Welcome to another "kid in the candy shop" voting poll! Please read all of the *entries*, and then proceed to cast votes for as many delicious pieces as you see fit, but you may not vote for your own work. *If you vote for yourself, your entry will be disqualified.

*All entries are eligible for critique which should be posted in this thread save for critique on entries that are posted on the secure board. I've created a thread for those who wish to critique secure entries which may be accessed *here*. Please be mindful of where your critique is being posted so that the first rights of entrants are not compromised. 

I remind everyone that all critique, and responses to it, must be directed solely at the work. Any comments that veer into the personal will be promptly removed upon discovery and will result in appropriate moderation for the poster. There will be no baiting, flaming, or trolling in this thread, or its partner on the secure board.

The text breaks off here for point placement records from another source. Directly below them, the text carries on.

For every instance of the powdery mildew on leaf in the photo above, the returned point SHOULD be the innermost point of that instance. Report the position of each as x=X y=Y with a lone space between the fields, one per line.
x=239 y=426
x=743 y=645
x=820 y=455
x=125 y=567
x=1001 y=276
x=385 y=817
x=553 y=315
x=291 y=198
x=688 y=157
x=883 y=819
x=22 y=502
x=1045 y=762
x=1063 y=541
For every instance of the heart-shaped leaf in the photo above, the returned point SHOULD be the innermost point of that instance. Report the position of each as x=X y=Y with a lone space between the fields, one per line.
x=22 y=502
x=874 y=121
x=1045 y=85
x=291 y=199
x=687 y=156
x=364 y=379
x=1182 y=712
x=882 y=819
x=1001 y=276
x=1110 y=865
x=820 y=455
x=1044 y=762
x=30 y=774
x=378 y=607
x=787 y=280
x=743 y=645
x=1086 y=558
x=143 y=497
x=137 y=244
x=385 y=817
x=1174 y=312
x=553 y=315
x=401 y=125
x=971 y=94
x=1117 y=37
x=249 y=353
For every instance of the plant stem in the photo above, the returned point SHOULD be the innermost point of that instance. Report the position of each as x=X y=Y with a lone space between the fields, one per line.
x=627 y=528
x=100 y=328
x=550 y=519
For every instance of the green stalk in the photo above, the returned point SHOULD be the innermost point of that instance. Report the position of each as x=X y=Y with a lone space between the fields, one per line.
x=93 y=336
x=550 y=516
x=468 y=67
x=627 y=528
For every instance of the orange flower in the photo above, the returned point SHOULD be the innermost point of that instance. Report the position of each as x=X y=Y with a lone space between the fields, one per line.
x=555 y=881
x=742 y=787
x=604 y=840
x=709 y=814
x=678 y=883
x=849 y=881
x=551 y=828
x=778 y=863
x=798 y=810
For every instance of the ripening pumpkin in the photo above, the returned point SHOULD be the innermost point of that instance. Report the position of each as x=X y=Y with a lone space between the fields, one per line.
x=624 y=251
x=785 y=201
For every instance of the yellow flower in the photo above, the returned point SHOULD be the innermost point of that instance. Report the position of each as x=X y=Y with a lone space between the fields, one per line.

You have ten days to make your selections. This poll will close on *October** 25th at 7pm EST.

Best of luck to all entrants!

And remember, it's all you can eat, so choose as many as you desire!

Please also remember that once the poll has closed, and the results have been officially revealed, you may post your entry on either of the Poetry boards for additional feedback.*


----------



## Pete_C (Oct 16, 2017)

For the first time I had to submit a multiple vote; couldn't split a few of them!


----------



## -xXx- (Oct 17, 2017)

tasty!!!!


----------



## C.Gholy (Oct 18, 2017)

Good luck everyone!


----------



## ned (Oct 22, 2017)

making up my mind
forward and backward in time
tick, untick, tick, untick


----------



## sas (Oct 22, 2017)

ned said:


> making up my mind
> forward and backward in time
> tick, untick, tick, untick



Me, too, Ned. This challenge received very impressive poems. I still will only, as usual, vote for one. So, I am honing, and re-reading. Such great efforts were put into writing them that they deserve more than a once over and a quick click. Call me crazy. They're not just poems, to me. Poets get very little recognition, so they deserve this attention. Applause to all.  

.


----------



## Firemajic (Oct 24, 2017)

Outstanding examples of unique creativity.... Each poem a true gem....


----------



## Phil Istine (Oct 24, 2017)

I've finally found some free time.  There was a lot of good reading, but I felt that two of the entries stood above the rest. I'm not sure that calling the challenge "all you can eat" was the best word choice this month  .
I've missed participating of late, but I do read people's work on here. I should have some more free time through the winter.


----------



## andrewclunn (Oct 24, 2017)

Liked these entries a lot.  Next time I'll be sure to proofread my entry better before submitting.  Great theme choice.


----------